Primary carnitine deficiency
Primary carnitine deficiency is a genetic condition that prevents the body from using certain fats for energy, particularly during periods without food (fasting). The nature and severity of signs and symptoms may vary, but they most often appear during infancy or early childhood and can include severe brain dysfunction (encephalopathy), cardiomyopathy, confusion, vomiting, muscle weakness, and hypoglycemia. Some individuals may only have fatigability in adulthood, or no symptoms at all. This condition is caused by mutations in the SLC22A5 gene and is inherited in an autosomal recessive manner. Treatment and prevention of symptoms typically includes oral L-carnitine supplementation.

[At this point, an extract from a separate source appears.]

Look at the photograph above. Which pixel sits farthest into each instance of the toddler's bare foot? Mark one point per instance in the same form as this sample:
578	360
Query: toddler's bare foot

The list of signs and symptoms mentioned in various sources for Carnitine transporter deficiency may include:
- Congestive heart failure
- Decreased carnitine level in liver
- Decreased plasma carnitine
- Elevated hepatic transaminases
- Endocardial fibroelastosis
- Failure to thrive
- Hepatic steatosis
- Hypertrophic cardiomyopathy
- Impaired gluconeogenesis
- Muscular hypotonia
- Recurrent hypoglycemia
- Reduced muscle carnitine level
Mutations in the SLC22A5 gene cause primary carnitine deficiency. This gene provides instructions for making a protein called OCTN2 that transports carnitine into cells. Cells need carnitine to bring certain types of fats (fatty acids) into mitochondria, which are the energy-producing centers within cells. Fatty acids are a major source of energy for the heart and muscles. During periods of fasting, fatty acids are also an important energy source for the liver and other tissues.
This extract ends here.